4 réponses à “Pou lé zot chofer

  1. A. J. P. Crown

    I still don’t really understand why written creole wouldn’t be used for an equivalent advertisement in English-speaking former colonies. In Jamaica it would be in English English, even though Jamaicans talk patwa, or patois.

  2. When an English-based Creole exists somewhere it is never used in the written form for public advertisement? This is hard to believe. It’s a very convenient way to get a message through. (I’ve seen a lot of instructions and signboards written in Creole on construction sites.) But it must be in proper Creole, not like the one that can be read above.

  3. In Papua New Guinea, the official language is the English-based creole called « Tok Pisin » (from « talk Pidgin »), and everything is written in it. But it is not competing with English as is Jamaican Creole.
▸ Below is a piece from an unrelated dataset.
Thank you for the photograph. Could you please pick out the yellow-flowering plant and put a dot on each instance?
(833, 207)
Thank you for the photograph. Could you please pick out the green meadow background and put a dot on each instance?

    In Mars Kreol is competing with Standard French, and the authors of public announcements are literate in French, so they have trouble writing Kreol properly (they must be writing the texts in French to begin with and just trying to adapt the French text into Kreol, so many « frenchisms » remain).

  4. In Papua New Guinea, the official language is the English-based creole called “Tok Pisin” (from “talk Pidgin”), and everything is written in it.
    Is it because the bulk of the population is literate in this language alone? Do you know what language is used in Papuan schools? (This is a never-ending debate here, since the pupils are supposed to be taught in a language they have never heard before, i.e. English, but at the same time a lot of people don’t want their children to receive a « second grade » education in Creole.) In Seychelles too they have promoted Creole (almost the same as ours) as an official language, but I wonder if this decision hasn’t been discarded now.

    so many “frenchisms” remain
    Well, yes, if you mean the way it is written. But the sentences themselves are fairly creole in the way they are said. For me the worst one, spelling-wise, and even regarding the pronunciation, is the one I have used as a title.